Is that a Brooks Colt?


----------



## orbeamike (Nov 20, 2004)

Its a colt. Bought it in the late 80s. My very 1st Brooks.


----------



## seeborough (Feb 3, 2004)

orbeamike said:


> Its a colt. Bought it in the late 80s. My very 1st Brooks.


Same here. I sold my car in college and got mine on my very first race bike, an '85 Peugeot Je-ne-m'en-souviens-pas. It was the only thing I took with me from that bike when I moved to the US. 

Aaaah memoires...

P.S.: Very cool odometer.


----------



## Mapei (Feb 3, 2004)

Very handsome bike.


----------



## orbeamike (Nov 20, 2004)

Thanks very much, should have seen the bicycle when I first got it back from my brother... mismatched cycle cross tires, broken cheap black saddle, and a mountain bike bar.
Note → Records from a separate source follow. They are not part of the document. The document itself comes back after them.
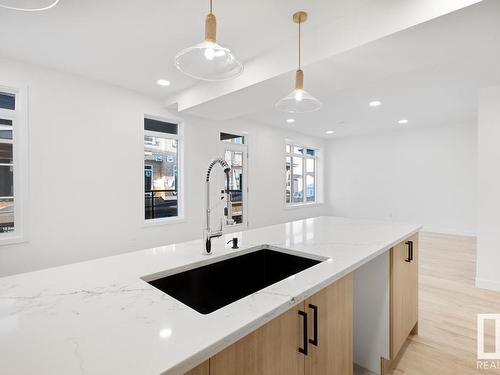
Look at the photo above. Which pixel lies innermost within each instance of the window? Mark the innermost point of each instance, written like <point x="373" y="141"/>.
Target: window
<point x="234" y="151"/>
<point x="12" y="164"/>
<point x="162" y="143"/>
<point x="300" y="172"/>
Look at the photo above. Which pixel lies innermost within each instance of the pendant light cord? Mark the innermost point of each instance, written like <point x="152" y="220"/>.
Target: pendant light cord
<point x="299" y="45"/>
<point x="53" y="4"/>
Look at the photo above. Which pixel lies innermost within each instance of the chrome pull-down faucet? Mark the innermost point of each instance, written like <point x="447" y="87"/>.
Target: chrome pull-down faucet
<point x="208" y="233"/>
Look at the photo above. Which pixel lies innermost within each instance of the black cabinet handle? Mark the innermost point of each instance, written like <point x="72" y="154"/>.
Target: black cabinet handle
<point x="410" y="251"/>
<point x="314" y="340"/>
<point x="306" y="340"/>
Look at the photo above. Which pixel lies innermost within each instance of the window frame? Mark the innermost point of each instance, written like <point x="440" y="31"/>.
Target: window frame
<point x="20" y="156"/>
<point x="304" y="157"/>
<point x="179" y="137"/>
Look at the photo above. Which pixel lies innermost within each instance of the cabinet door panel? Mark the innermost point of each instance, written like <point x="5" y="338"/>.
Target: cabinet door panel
<point x="334" y="351"/>
<point x="404" y="293"/>
<point x="270" y="350"/>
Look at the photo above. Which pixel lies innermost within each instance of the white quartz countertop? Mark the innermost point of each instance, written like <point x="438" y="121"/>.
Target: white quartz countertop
<point x="100" y="317"/>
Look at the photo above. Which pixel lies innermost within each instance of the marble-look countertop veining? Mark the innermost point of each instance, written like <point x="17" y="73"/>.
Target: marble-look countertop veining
<point x="100" y="317"/>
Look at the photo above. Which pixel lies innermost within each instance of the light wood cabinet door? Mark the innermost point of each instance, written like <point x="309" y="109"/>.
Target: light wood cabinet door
<point x="270" y="350"/>
<point x="333" y="353"/>
<point x="404" y="292"/>
<point x="202" y="369"/>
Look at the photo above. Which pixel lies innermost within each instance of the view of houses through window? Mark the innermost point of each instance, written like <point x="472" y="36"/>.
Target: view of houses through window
<point x="161" y="169"/>
<point x="7" y="123"/>
<point x="300" y="169"/>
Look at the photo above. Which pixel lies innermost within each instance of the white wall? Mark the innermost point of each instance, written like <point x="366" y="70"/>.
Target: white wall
<point x="488" y="241"/>
<point x="421" y="175"/>
<point x="86" y="170"/>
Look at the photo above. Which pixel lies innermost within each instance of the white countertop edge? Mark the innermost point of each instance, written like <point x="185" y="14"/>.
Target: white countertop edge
<point x="229" y="340"/>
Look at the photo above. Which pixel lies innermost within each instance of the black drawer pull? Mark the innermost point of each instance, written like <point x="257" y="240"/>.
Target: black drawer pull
<point x="410" y="251"/>
<point x="304" y="349"/>
<point x="314" y="340"/>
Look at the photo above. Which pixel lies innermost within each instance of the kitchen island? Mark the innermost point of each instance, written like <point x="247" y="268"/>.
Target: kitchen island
<point x="102" y="317"/>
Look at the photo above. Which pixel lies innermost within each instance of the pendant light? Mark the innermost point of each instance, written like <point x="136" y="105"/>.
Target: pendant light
<point x="299" y="100"/>
<point x="35" y="9"/>
<point x="208" y="60"/>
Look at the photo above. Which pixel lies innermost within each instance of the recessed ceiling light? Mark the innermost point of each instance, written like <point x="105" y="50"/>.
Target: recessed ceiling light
<point x="163" y="82"/>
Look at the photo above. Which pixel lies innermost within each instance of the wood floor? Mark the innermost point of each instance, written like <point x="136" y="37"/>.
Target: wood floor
<point x="448" y="308"/>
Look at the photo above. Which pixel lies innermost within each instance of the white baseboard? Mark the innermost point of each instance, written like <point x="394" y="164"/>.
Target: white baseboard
<point x="449" y="231"/>
<point x="488" y="284"/>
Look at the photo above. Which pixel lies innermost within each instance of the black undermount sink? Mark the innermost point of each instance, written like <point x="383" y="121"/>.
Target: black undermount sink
<point x="210" y="287"/>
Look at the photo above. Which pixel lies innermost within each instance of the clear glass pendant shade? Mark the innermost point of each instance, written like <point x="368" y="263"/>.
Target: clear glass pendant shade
<point x="208" y="61"/>
<point x="298" y="101"/>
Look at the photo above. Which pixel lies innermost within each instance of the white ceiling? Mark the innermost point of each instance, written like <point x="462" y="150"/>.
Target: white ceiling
<point x="428" y="73"/>
<point x="132" y="43"/>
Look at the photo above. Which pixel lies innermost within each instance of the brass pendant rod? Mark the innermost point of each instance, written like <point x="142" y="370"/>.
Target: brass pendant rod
<point x="299" y="45"/>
Rusty chain that made the loudest noise. 
Now the bike looks proper.


----------



## orbeamike (Nov 20, 2004)

Thanks very much, should have seen the bicycle when I first got it back from my brother... mismatched cycle cross tires, broken cheap black saddle, and a mountain bike bar. Rusty chain that made the loudest noise. 
No the bike looks proper.


----------



## TimmyCinAZ (Feb 20, 2012)

*Sweet!*

Nice ride, my man! I have the same bike, along with the original owners manual. Picked it up from the original owner. However, it's not getting much use. Anyone can feel free to message me if they're interested. I think it's a 58cm. I will provide more specific details to whomever contacts me.


----------